Judith S. Goodrich
The unit reflects a constructivist approach to student learning as well as a social history approach. “Social studies from a reflective inquiry orientation is grounded in the belief that people must interact with ideas and things in order to make knowledge for themselves, thus the knower and the known are closely intertwined.” Instead of working forward from distant events preserved in the pages of the textbook, we will examine what remains today from the past, and look at a variety of cultural landscapes: historic landscapes, designed historic landscapes, and vernacular landscapes.
A historic site might be the Alamo or Gettysburg National Battlefield, or Mark Twain’s home or the Tenement Museum in New York: “these special places reveal aspects of our country’s origins and development through their form and features and the way they were used.” A designed historic landscape did not just emerge from function and useit was consciously created. Examples can include Sturbridge Village in Massachusetts, Central Park, Grove Street Cemetery, and the monuments and landmarks we erect to capture memory. A vernacular landscape is shaped by people and it reflects the everyday physical, cultural, traditional, functional activities of those people. Examples could include the Kennecott Copper Mines in Alaska or the rural Hanalei Valley of Hawaii; a vernacular landscape might be the Lakota Reservation or a working class neighborhood in a hundred cities. These landscapes can be contemporary communities or heritage sites. They reflect life.
The lines between these ‘definitions’ are blurred.
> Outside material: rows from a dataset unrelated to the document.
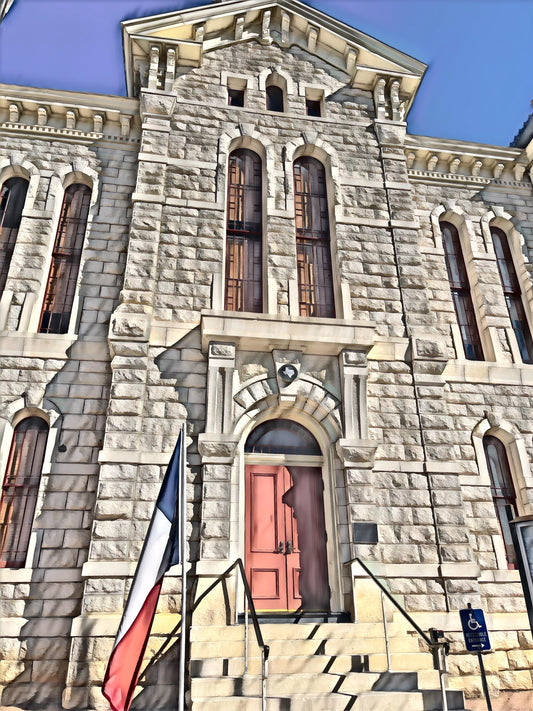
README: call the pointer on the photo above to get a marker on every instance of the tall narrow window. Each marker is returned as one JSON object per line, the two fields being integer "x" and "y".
{"x": 513, "y": 294}
{"x": 244, "y": 233}
{"x": 315, "y": 279}
{"x": 460, "y": 287}
{"x": 12, "y": 198}
{"x": 274, "y": 98}
{"x": 61, "y": 285}
{"x": 503, "y": 492}
{"x": 20, "y": 489}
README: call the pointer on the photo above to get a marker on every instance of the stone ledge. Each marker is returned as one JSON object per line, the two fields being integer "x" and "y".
{"x": 132, "y": 456}
{"x": 107, "y": 625}
{"x": 121, "y": 569}
{"x": 485, "y": 372}
{"x": 415, "y": 570}
{"x": 36, "y": 345}
{"x": 19, "y": 575}
{"x": 264, "y": 332}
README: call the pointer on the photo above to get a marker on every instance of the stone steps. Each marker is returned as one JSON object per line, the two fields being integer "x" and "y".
{"x": 311, "y": 682}
{"x": 318, "y": 666}
{"x": 329, "y": 647}
{"x": 366, "y": 701}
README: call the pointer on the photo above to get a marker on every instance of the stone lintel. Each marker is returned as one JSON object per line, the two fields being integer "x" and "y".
{"x": 212, "y": 568}
{"x": 390, "y": 132}
{"x": 357, "y": 453}
{"x": 156, "y": 104}
{"x": 107, "y": 625}
{"x": 266, "y": 332}
{"x": 217, "y": 448}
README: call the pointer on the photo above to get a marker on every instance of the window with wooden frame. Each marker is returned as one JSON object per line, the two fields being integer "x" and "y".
{"x": 460, "y": 288}
{"x": 12, "y": 198}
{"x": 502, "y": 490}
{"x": 244, "y": 233}
{"x": 66, "y": 257}
{"x": 313, "y": 250}
{"x": 20, "y": 490}
{"x": 513, "y": 294}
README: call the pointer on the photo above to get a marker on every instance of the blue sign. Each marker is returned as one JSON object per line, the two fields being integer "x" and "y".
{"x": 475, "y": 630}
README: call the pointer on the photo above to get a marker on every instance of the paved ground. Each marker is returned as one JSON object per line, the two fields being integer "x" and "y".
{"x": 516, "y": 701}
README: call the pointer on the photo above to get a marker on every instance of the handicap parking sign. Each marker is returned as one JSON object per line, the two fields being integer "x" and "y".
{"x": 475, "y": 630}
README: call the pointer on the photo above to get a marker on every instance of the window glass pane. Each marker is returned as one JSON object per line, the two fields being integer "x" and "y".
{"x": 312, "y": 107}
{"x": 460, "y": 288}
{"x": 244, "y": 233}
{"x": 274, "y": 98}
{"x": 502, "y": 489}
{"x": 12, "y": 198}
{"x": 513, "y": 294}
{"x": 236, "y": 97}
{"x": 282, "y": 437}
{"x": 313, "y": 251}
{"x": 20, "y": 490}
{"x": 66, "y": 257}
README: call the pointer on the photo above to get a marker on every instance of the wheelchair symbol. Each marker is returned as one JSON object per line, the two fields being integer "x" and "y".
{"x": 472, "y": 623}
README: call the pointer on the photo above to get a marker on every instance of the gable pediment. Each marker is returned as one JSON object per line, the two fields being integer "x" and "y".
{"x": 182, "y": 38}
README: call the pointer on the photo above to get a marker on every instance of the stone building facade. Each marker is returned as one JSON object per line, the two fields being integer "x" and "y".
{"x": 386, "y": 387}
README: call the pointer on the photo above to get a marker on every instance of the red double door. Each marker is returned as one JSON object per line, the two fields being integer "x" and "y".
{"x": 286, "y": 559}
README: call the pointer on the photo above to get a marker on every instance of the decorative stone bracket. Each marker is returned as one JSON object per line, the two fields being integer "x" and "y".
{"x": 221, "y": 364}
{"x": 354, "y": 374}
{"x": 217, "y": 448}
{"x": 357, "y": 453}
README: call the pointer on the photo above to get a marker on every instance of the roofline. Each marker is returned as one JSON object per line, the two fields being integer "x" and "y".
{"x": 452, "y": 145}
{"x": 38, "y": 94}
{"x": 343, "y": 30}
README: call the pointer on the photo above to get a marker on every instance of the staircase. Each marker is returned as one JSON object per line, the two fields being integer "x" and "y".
{"x": 315, "y": 667}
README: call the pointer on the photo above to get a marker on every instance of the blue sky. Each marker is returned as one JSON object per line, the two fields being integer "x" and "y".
{"x": 480, "y": 53}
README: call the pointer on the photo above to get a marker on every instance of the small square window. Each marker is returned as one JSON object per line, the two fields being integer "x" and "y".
{"x": 313, "y": 107}
{"x": 274, "y": 96}
{"x": 235, "y": 97}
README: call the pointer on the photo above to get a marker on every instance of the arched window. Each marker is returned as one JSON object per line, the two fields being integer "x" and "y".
{"x": 61, "y": 285}
{"x": 244, "y": 285}
{"x": 274, "y": 98}
{"x": 513, "y": 294}
{"x": 20, "y": 489}
{"x": 281, "y": 437}
{"x": 315, "y": 278}
{"x": 12, "y": 198}
{"x": 503, "y": 492}
{"x": 460, "y": 287}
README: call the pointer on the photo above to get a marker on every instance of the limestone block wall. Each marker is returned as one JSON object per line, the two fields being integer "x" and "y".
{"x": 63, "y": 378}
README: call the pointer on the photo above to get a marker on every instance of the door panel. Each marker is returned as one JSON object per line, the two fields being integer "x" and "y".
{"x": 285, "y": 506}
{"x": 265, "y": 529}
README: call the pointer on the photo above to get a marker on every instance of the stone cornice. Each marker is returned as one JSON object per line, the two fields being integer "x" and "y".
{"x": 449, "y": 161}
{"x": 69, "y": 116}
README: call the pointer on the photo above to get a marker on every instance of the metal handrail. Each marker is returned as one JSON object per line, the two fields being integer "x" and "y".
{"x": 395, "y": 602}
{"x": 265, "y": 649}
{"x": 438, "y": 649}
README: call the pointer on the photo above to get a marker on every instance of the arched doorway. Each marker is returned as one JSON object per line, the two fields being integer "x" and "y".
{"x": 285, "y": 539}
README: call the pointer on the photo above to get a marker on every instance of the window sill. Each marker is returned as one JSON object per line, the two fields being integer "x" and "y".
{"x": 488, "y": 372}
{"x": 16, "y": 575}
{"x": 264, "y": 332}
{"x": 36, "y": 345}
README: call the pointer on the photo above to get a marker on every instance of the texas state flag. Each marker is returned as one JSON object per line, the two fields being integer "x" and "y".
{"x": 161, "y": 550}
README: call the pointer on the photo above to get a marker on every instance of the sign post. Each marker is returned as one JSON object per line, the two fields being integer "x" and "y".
{"x": 522, "y": 532}
{"x": 477, "y": 640}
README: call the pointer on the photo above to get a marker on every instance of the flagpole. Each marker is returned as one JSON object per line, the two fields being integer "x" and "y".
{"x": 183, "y": 541}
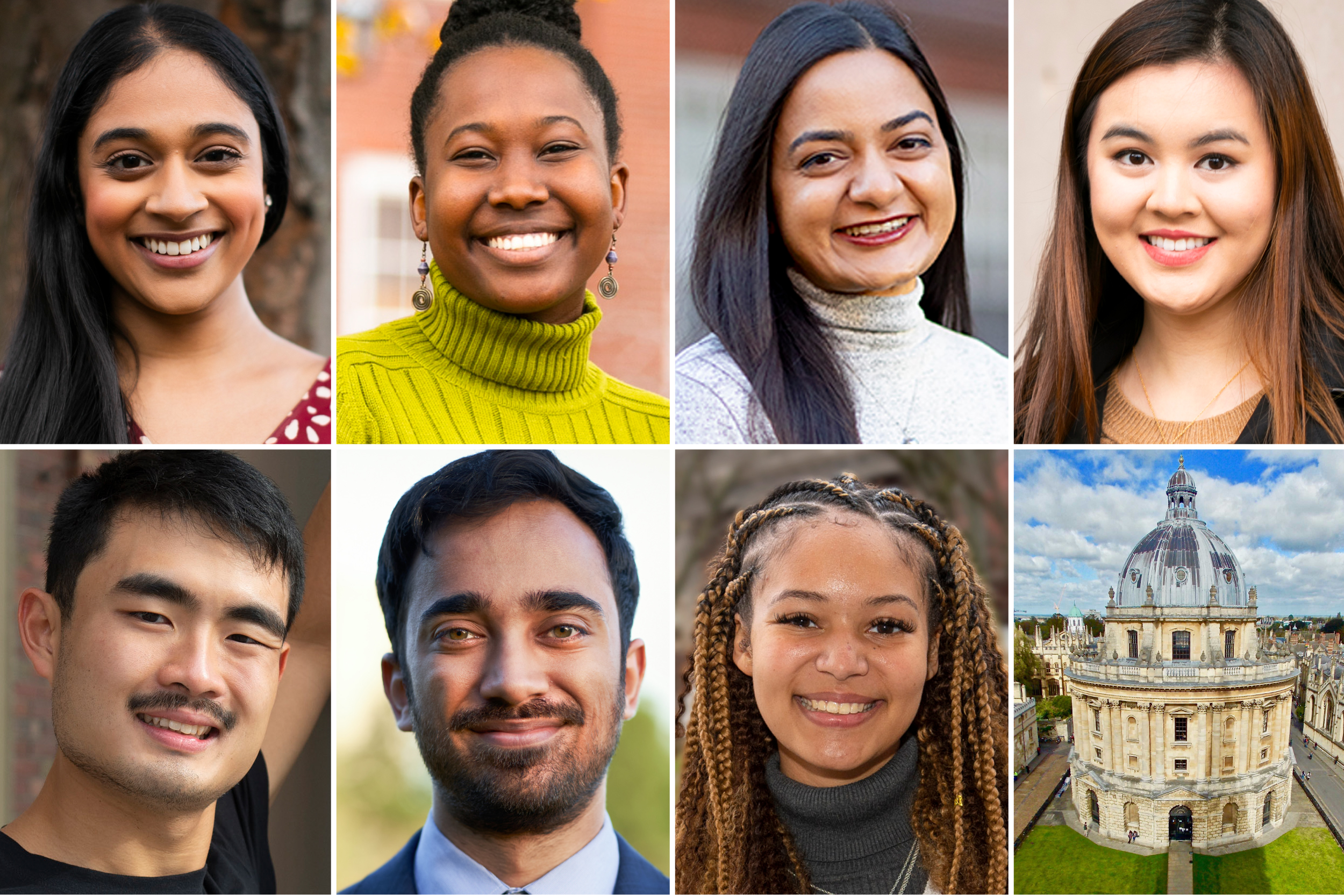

The distinctions are set only to encourage the students to see value in a variety of public and private spaces, either contemporary or historic. A history class that focuses only on the great plantations of the South or famous Revolutionary meeting halls, or the well-worn trails of western expansion, might miss life in the alleyways of 18th century Philadelphia or in the carriage factories of New Haven. We will look at smaller less familiar settings: a fort, a harbor, a main street, a town green?
I’d like to develop the theme of landscape and human/environmental interaction not only by considering the geographic definitions, but by looking into social history: how did the people living the history – building the towns, mapping the frontier, moving to the cities – feel about what was going on? Social Studies should help students understand connections, especially cause and effect and influences over time. Again Spirn explains it so well: “speaking and reading landscapes are by-products of living – of moving, mating, eatingand strategies of survivalcreating refuge, providing prospect, growing food.” The language of landscape is the language of people and the places they touch. Using the American Memory collection at the Library of Congress as an example, I know it is possible to find the primary documents that will speak to us about the past.
Studying the Columbian Exchange, the Colonial Period, the Federal Period, and other topics will be more meaningful to the students if they appreciate that history ‘happens’ to real people. We will learn from these ‘real’ people by reading from journals, travel diaries, letters, documents, and newspapers. We know from our own lives that the places we live in, work in, grow up in, have an affect on us. I’d like to begin at this same point with my students and help them refine their perceptions of their own world, so that when we move backwards through time, they can be successful in our goal to explore and appreciate the ‘world’ of others.